In Mental Fortitude:
Sometimes we have just had something challenge us and you are the next one. I have to tell myself to 'pull it together' and 'move on'. Sometimes I have to focus for the entire team, and be a leader when there is massive hemorrhage and I am giving lots of transfused blood. Sometimes the nurse you have has written me up in the past (they do this OFTEN! Even me! LOL), and I know it, and I don't want to be working with her but I am, and I have to 'buck up'. One of the hardest ones is when technically my work is 'a challenge' and I would like to quit but there is no back up.

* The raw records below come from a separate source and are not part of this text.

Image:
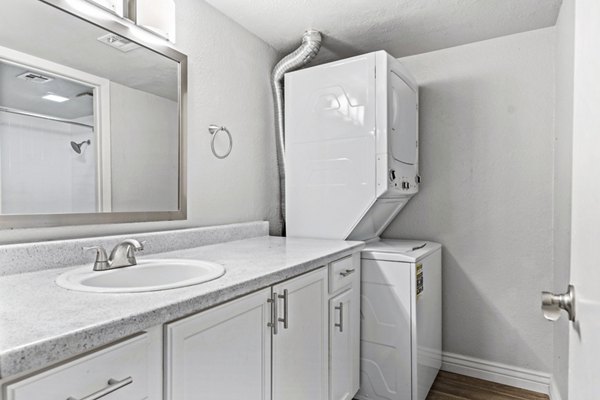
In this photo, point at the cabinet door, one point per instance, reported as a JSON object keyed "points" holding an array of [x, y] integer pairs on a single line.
{"points": [[221, 354], [300, 351], [341, 346]]}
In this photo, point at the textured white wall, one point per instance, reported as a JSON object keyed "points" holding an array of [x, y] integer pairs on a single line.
{"points": [[486, 135], [563, 158], [228, 85]]}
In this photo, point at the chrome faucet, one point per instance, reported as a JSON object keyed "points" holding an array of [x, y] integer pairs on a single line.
{"points": [[123, 255]]}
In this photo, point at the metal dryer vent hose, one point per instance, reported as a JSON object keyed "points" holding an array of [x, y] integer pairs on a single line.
{"points": [[311, 44]]}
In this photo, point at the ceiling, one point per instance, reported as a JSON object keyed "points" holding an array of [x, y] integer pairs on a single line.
{"points": [[402, 27], [35, 28]]}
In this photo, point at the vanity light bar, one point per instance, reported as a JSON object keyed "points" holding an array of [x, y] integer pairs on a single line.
{"points": [[56, 98], [34, 77]]}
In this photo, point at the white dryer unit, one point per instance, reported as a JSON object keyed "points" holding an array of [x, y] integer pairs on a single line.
{"points": [[401, 327], [351, 147]]}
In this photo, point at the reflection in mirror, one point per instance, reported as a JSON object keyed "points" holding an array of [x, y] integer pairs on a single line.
{"points": [[89, 120]]}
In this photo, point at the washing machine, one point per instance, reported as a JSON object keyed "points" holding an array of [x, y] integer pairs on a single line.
{"points": [[401, 319]]}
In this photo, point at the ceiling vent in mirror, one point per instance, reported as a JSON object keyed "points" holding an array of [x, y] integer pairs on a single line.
{"points": [[118, 42], [35, 77]]}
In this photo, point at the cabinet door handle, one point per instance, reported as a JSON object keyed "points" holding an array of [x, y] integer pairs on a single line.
{"points": [[347, 272], [113, 385], [285, 309], [273, 323], [341, 324]]}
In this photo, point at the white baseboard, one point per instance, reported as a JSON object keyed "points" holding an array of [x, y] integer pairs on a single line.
{"points": [[499, 373], [554, 393]]}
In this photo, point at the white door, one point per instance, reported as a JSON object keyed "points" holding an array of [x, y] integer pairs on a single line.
{"points": [[584, 337], [342, 344], [300, 350], [221, 354]]}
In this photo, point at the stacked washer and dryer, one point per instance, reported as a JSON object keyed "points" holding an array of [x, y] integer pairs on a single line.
{"points": [[351, 139]]}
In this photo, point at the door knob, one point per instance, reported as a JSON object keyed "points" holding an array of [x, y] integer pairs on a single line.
{"points": [[553, 303]]}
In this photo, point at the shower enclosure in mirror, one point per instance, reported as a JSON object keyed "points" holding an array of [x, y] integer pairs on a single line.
{"points": [[90, 118]]}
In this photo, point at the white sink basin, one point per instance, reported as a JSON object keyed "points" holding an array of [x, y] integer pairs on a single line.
{"points": [[147, 276]]}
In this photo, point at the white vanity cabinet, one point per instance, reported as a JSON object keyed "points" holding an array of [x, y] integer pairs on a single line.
{"points": [[225, 353], [344, 328], [300, 353], [129, 370]]}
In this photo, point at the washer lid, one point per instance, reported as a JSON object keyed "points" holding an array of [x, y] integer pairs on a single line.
{"points": [[399, 250]]}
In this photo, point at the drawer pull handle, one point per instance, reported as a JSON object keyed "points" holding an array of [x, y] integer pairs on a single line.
{"points": [[341, 324], [113, 385], [285, 318], [347, 272], [273, 323]]}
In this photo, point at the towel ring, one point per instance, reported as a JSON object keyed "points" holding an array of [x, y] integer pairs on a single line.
{"points": [[214, 130]]}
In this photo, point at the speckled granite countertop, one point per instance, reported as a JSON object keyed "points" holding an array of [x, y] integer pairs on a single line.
{"points": [[42, 323]]}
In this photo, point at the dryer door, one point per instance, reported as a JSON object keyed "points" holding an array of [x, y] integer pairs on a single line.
{"points": [[403, 120]]}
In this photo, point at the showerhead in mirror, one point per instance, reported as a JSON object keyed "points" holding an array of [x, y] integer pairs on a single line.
{"points": [[77, 146]]}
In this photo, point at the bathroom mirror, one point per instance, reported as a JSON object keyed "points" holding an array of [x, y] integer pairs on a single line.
{"points": [[91, 118]]}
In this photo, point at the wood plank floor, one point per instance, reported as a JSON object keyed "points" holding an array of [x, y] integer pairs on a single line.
{"points": [[449, 386]]}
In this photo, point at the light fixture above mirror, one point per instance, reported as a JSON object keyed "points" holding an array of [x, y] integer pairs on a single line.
{"points": [[156, 16]]}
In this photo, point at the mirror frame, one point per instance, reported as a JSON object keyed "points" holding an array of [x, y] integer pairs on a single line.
{"points": [[124, 28]]}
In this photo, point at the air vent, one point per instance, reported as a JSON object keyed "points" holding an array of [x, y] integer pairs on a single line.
{"points": [[118, 42], [34, 77]]}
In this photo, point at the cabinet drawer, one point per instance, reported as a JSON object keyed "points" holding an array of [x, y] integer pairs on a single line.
{"points": [[124, 364], [342, 273]]}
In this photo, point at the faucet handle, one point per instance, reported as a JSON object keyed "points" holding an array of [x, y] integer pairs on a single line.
{"points": [[101, 262]]}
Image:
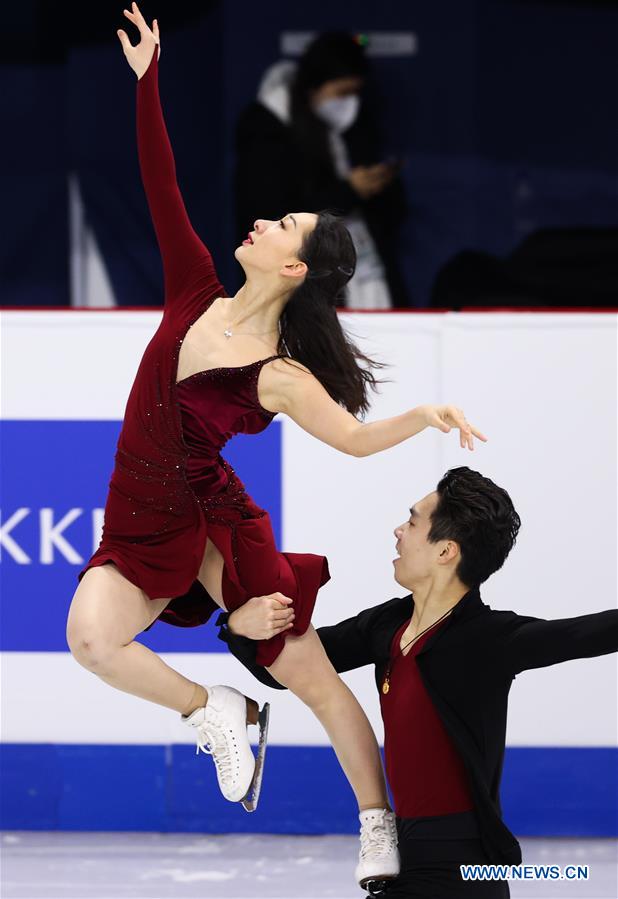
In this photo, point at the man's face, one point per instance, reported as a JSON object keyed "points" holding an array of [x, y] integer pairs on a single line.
{"points": [[418, 559]]}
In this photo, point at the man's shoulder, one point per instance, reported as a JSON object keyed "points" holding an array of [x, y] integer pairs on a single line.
{"points": [[388, 612]]}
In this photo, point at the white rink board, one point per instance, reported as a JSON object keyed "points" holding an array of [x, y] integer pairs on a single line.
{"points": [[541, 386]]}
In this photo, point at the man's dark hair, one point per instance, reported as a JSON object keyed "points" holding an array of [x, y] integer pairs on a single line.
{"points": [[480, 517]]}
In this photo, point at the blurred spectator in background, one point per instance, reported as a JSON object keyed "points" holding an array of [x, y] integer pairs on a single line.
{"points": [[563, 267], [309, 142]]}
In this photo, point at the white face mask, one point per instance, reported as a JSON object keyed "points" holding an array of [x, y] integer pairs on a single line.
{"points": [[339, 112]]}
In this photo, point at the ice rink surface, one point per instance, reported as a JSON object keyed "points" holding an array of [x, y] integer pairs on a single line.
{"points": [[72, 865]]}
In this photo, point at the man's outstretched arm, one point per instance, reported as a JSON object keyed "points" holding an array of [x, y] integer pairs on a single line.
{"points": [[536, 642]]}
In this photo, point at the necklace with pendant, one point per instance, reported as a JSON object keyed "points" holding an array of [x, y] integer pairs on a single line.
{"points": [[386, 685]]}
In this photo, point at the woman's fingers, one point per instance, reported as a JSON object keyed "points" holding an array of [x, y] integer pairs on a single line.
{"points": [[137, 18], [124, 40]]}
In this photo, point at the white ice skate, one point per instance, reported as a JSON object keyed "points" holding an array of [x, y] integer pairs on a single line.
{"points": [[379, 856], [221, 731]]}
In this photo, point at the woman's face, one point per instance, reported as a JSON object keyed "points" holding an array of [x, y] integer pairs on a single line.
{"points": [[273, 246]]}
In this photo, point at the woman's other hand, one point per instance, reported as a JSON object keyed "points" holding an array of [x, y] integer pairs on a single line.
{"points": [[446, 417], [139, 57], [262, 617]]}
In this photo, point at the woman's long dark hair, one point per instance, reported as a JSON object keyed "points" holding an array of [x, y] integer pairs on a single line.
{"points": [[310, 329]]}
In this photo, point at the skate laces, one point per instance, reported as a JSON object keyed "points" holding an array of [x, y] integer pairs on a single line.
{"points": [[376, 835], [208, 743]]}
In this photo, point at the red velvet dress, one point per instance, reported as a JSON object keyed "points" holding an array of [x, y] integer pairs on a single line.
{"points": [[171, 490]]}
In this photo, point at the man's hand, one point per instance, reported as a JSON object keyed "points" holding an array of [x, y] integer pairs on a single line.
{"points": [[262, 617], [139, 57]]}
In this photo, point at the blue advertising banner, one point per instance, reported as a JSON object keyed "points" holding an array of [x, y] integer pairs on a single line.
{"points": [[53, 488]]}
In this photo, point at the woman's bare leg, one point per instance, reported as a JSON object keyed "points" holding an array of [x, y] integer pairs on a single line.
{"points": [[107, 612], [305, 669]]}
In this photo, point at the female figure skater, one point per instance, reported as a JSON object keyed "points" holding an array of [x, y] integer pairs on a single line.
{"points": [[180, 533]]}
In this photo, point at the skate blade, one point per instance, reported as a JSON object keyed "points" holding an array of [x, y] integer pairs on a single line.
{"points": [[376, 886], [249, 803]]}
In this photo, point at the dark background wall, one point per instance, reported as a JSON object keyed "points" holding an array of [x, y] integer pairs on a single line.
{"points": [[507, 115]]}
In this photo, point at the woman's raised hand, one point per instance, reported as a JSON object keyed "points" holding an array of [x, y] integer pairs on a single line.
{"points": [[139, 57], [446, 417]]}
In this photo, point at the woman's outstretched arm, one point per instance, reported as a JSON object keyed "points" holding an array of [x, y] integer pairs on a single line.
{"points": [[180, 246], [293, 390]]}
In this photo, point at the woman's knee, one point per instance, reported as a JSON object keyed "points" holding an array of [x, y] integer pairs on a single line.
{"points": [[305, 669], [106, 613]]}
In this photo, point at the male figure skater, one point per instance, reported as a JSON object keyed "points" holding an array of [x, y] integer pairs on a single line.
{"points": [[444, 664]]}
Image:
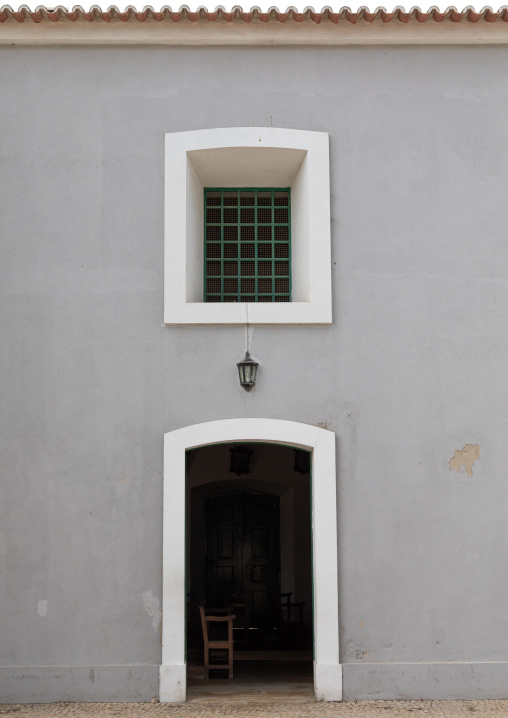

I have to keep trying until I get it in and get you comfortable. Sometimes I have to come back and take it out and do it over to make you comfortable. It is all in a day's work, but you wouldn't know this; having to explain this to you takes a lot of mental strength on my part because you and I simply weren't expecting any difficulty in the first place!


How Spirit Helps:
  • The team invited me to buy dinner with them, but I declined.
  • Five hours later, when I was hungry, a nurse offered me a slice of her leftover pizza and a ward clerk shared salsa and chips.
  • I get woken up in the middle of the night with a message: God has JOY! 
  • Enough time is 'cleared' for me to take the yoga class offered free at work--in my scrubs!
  • A song kept playing in my mind, all day, all night, and then the same one came up on the radio 'out of the blue' to comfort me. Here it is--above--see Coldplay's Chris Martin?
How You Help:
  • Your trust
  • Your smile when 'everything works'
  • The gratitude of you, your husband, and your family for my work
  • Your being yourself so I can see the 'spark of God in you'--sometimes it can be your carefully put together hair, your pedicure you picked out to make you look your best, your laugh and joking personality, your curiosity about 'medical stuff' and wanting to learn....you give back a lot by just being 'who you are'. I find it refreshing how 'different' every mother, father and baby is.
  • Your little gifts for me or the team (we appreciate it VERY much)
  • The look of relief and joy when I check on you the next day.
It is an honor and a joy to be there with you at this special event in your life. 

Even if I am worked to the point of pain while it is happening. 

We share that pain, together, while new life is being welcomed into this world!